You certainly never want to become good at these tools; the more you invest in the tooling, the harder it will be to abandon it when it is no longer appropriate, and the more willing you will be to accept contortions that you will inevitably regret. You certainly never want to spend more than a trivial amount of time building something with these tools, since the risk of needing to rebuild or abandon the technology is simply too high.

(Personally, I simply don't think React is that hard to learn, that hard to teach, or that onerous to use…)

In particular, this tool's API seems particularly risky. e.g., in the example code, there is a section like this:

    cond(
        State.mode,
        element,
        cond(
            State.flag,
            other_element,
        ),
    )
So we're encoding the control flow defining the layout in some sort of object graph (some sort of pseudo-AST)? It's not going to take a lot of this to spiral out of control. Unless you can recognize that this tool is unsuitable for even mildly complex programmatic component layout (which is trivial to do in React,) you're going to hit an impassible brick wall trying to handle what will otherwise be considered a benign business request.

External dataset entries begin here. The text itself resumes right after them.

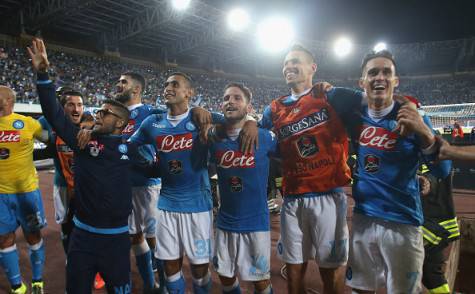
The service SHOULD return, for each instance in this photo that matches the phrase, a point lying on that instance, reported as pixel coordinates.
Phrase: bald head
(7, 100)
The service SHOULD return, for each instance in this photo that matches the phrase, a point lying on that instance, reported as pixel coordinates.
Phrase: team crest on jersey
(295, 110)
(134, 113)
(189, 126)
(307, 146)
(235, 184)
(18, 124)
(349, 273)
(4, 153)
(95, 148)
(9, 136)
(175, 167)
(123, 148)
(158, 126)
(371, 163)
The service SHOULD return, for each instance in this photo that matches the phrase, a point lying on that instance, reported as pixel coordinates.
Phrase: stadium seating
(96, 77)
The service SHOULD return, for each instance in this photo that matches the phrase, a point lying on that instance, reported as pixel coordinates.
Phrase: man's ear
(314, 67)
(361, 83)
(137, 88)
(396, 81)
(120, 123)
(191, 92)
(249, 108)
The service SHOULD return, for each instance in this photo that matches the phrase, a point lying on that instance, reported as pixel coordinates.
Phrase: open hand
(249, 136)
(39, 58)
(83, 137)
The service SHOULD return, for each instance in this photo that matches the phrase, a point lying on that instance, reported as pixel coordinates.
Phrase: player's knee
(295, 271)
(199, 270)
(33, 237)
(226, 281)
(152, 242)
(172, 267)
(261, 285)
(7, 240)
(136, 238)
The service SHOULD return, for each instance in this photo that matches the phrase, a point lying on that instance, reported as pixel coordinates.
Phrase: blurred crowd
(96, 76)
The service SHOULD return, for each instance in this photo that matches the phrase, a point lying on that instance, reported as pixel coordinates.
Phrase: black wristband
(42, 76)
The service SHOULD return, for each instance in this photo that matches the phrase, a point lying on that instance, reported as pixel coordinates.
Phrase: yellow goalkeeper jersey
(17, 171)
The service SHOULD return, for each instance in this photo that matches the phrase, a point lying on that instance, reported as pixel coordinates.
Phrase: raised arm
(52, 110)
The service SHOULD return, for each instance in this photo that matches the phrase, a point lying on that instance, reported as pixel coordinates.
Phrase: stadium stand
(96, 76)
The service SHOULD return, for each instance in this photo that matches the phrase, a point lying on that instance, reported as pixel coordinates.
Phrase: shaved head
(7, 93)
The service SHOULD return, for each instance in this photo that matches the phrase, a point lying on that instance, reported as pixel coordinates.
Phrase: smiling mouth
(379, 88)
(290, 73)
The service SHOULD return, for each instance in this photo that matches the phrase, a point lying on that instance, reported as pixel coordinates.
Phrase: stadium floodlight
(343, 47)
(380, 47)
(238, 19)
(180, 4)
(275, 34)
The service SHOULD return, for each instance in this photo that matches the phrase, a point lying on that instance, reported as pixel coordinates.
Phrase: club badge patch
(18, 124)
(189, 126)
(307, 146)
(134, 113)
(235, 184)
(371, 163)
(175, 167)
(123, 148)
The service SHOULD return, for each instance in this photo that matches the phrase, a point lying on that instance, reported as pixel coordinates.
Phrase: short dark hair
(137, 78)
(122, 109)
(298, 47)
(184, 75)
(376, 54)
(64, 94)
(247, 92)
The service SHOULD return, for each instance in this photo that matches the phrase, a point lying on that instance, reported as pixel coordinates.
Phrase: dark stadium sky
(367, 21)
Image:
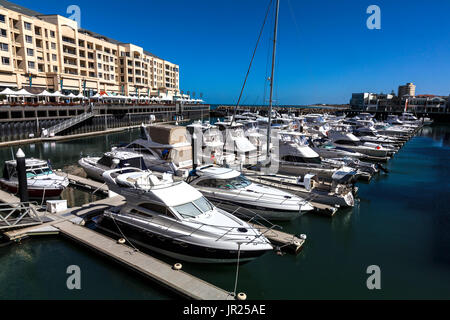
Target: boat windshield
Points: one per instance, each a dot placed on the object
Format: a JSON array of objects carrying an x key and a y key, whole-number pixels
[
  {"x": 38, "y": 172},
  {"x": 233, "y": 183},
  {"x": 195, "y": 208}
]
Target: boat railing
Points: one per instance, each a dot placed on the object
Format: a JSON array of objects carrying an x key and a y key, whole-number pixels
[{"x": 19, "y": 214}]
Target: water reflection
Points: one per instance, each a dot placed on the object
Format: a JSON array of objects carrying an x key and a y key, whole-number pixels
[{"x": 67, "y": 153}]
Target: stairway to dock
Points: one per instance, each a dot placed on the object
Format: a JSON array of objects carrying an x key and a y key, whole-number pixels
[{"x": 52, "y": 131}]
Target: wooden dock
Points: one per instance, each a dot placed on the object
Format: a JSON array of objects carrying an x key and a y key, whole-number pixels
[
  {"x": 285, "y": 241},
  {"x": 86, "y": 183},
  {"x": 69, "y": 223},
  {"x": 180, "y": 282},
  {"x": 282, "y": 239}
]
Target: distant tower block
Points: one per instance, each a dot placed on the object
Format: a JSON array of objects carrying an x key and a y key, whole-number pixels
[{"x": 408, "y": 89}]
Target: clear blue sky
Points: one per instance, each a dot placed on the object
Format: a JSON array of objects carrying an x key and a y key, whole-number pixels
[{"x": 325, "y": 50}]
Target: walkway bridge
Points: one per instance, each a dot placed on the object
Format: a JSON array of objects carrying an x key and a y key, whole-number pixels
[{"x": 52, "y": 131}]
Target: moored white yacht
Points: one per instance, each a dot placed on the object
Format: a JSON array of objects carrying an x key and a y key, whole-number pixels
[
  {"x": 174, "y": 219},
  {"x": 348, "y": 140},
  {"x": 116, "y": 159},
  {"x": 232, "y": 191},
  {"x": 42, "y": 181},
  {"x": 164, "y": 148}
]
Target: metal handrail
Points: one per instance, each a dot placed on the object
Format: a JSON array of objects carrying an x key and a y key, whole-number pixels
[
  {"x": 23, "y": 209},
  {"x": 70, "y": 122}
]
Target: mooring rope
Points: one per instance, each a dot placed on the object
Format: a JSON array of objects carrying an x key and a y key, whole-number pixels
[
  {"x": 237, "y": 269},
  {"x": 123, "y": 235}
]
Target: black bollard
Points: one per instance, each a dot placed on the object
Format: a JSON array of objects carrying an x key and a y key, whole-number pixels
[
  {"x": 22, "y": 176},
  {"x": 194, "y": 149}
]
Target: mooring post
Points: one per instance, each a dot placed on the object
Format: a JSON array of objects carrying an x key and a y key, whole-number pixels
[{"x": 22, "y": 176}]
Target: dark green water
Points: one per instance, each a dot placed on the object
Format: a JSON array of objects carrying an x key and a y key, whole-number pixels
[{"x": 401, "y": 224}]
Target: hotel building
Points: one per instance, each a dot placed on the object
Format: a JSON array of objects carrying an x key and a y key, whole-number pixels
[{"x": 51, "y": 52}]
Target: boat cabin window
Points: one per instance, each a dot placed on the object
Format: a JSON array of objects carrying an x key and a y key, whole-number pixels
[
  {"x": 298, "y": 159},
  {"x": 134, "y": 163},
  {"x": 348, "y": 143},
  {"x": 203, "y": 204},
  {"x": 140, "y": 149},
  {"x": 227, "y": 184},
  {"x": 162, "y": 210},
  {"x": 194, "y": 209},
  {"x": 38, "y": 172},
  {"x": 105, "y": 161}
]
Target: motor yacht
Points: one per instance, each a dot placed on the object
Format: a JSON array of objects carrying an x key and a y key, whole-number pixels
[
  {"x": 42, "y": 181},
  {"x": 96, "y": 166},
  {"x": 212, "y": 143},
  {"x": 165, "y": 148},
  {"x": 343, "y": 138},
  {"x": 297, "y": 158},
  {"x": 175, "y": 219},
  {"x": 232, "y": 191}
]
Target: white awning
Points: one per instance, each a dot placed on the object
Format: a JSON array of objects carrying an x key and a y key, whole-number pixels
[
  {"x": 44, "y": 93},
  {"x": 8, "y": 92},
  {"x": 58, "y": 94},
  {"x": 24, "y": 93}
]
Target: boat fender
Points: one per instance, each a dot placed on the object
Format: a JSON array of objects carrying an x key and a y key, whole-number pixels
[
  {"x": 241, "y": 296},
  {"x": 309, "y": 182},
  {"x": 177, "y": 266}
]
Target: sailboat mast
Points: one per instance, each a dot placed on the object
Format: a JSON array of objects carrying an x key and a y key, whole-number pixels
[{"x": 275, "y": 33}]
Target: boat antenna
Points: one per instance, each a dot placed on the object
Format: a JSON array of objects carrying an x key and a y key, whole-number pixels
[
  {"x": 275, "y": 32},
  {"x": 251, "y": 62}
]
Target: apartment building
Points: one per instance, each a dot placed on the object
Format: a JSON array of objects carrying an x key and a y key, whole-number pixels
[
  {"x": 409, "y": 89},
  {"x": 51, "y": 52}
]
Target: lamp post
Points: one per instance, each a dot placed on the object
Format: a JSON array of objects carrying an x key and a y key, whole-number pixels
[{"x": 22, "y": 176}]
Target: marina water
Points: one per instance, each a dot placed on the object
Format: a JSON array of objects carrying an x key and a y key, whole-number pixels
[{"x": 401, "y": 223}]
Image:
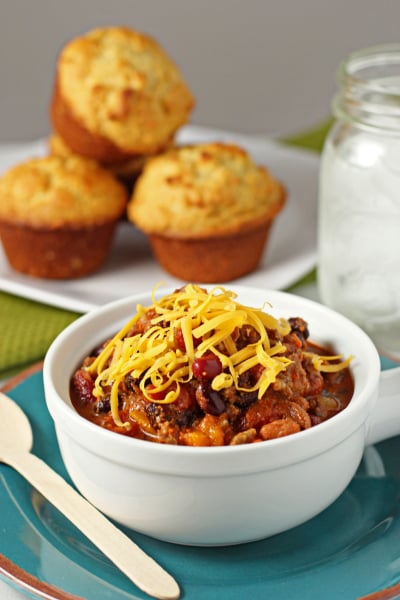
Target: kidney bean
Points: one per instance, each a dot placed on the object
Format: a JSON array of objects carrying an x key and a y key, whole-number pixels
[
  {"x": 207, "y": 366},
  {"x": 209, "y": 400}
]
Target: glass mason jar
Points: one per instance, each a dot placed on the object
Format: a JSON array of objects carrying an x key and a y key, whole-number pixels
[{"x": 359, "y": 197}]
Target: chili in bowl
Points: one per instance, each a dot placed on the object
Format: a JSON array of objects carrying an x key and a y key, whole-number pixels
[
  {"x": 181, "y": 450},
  {"x": 198, "y": 368}
]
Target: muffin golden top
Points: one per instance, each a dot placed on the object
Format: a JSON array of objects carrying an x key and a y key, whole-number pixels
[
  {"x": 203, "y": 190},
  {"x": 122, "y": 85},
  {"x": 60, "y": 191}
]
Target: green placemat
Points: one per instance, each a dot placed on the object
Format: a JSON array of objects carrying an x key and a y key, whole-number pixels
[{"x": 27, "y": 328}]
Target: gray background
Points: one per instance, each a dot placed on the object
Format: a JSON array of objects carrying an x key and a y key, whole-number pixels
[{"x": 258, "y": 67}]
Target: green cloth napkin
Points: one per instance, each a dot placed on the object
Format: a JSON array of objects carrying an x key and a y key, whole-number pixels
[{"x": 27, "y": 328}]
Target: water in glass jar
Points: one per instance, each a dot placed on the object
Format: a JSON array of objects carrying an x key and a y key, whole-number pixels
[{"x": 359, "y": 233}]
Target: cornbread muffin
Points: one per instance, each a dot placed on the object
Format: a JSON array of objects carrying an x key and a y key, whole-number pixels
[
  {"x": 207, "y": 210},
  {"x": 118, "y": 95},
  {"x": 58, "y": 216},
  {"x": 125, "y": 171}
]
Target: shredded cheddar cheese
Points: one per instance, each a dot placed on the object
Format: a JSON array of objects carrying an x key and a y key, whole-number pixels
[{"x": 207, "y": 322}]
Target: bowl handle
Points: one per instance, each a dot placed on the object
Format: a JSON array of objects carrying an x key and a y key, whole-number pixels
[{"x": 384, "y": 421}]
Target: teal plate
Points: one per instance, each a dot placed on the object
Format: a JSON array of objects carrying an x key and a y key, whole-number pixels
[{"x": 350, "y": 550}]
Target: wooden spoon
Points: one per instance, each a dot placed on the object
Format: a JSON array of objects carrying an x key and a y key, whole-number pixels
[{"x": 16, "y": 441}]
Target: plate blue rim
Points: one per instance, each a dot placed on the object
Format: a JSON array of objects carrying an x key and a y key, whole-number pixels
[{"x": 350, "y": 550}]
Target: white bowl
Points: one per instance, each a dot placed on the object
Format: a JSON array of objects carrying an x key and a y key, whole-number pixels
[{"x": 217, "y": 495}]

I suspect, however, that this API is still being refined. After all, what if I wanted to trigger on two conditions? There are probably some sophisticated `metaclass` mechanisms wrapping the `State` attributes in some symbolic modelling, but SymPy shows us that this is not trivial to get right, and the Python object model constraints you in unpredictable ways. Without looking at the code, I suspect you cannot `cond(State.mode1 | State.mode2, element)` and probably have to create some sort of `State.mode1_or_mode2` subordinate data, which spirals out of control pretty quickly. And what if you want to do `cond(State.mode | mutable_global_mode)`? And so forth and so on.

There are so many structures and modalities for control flow and data flow (trivially expressible in React) that will become clumsier and clumsier to express in with this modelling, and unless you can anticipate that they won't arise, reject the business requirements that mandate them, or (with no regret) throw everything away and start over from scratch, you're going to have a good experience.

1 comments

Thanks for the detailed response we really appreciate it and see where your coming from. We definitely are not for everyone but if you want to completely stay in the python ecosystem we are a solid option compared to other frameworks. I think we are in a different class to some of the frameworks you mentioned though because you can actually create fully customizable web apps with us.

For you react/js was easy to learn but a lot of people don't want to take the time to learn this. At the end of the day every one has a preference and I see where you are coming from on this.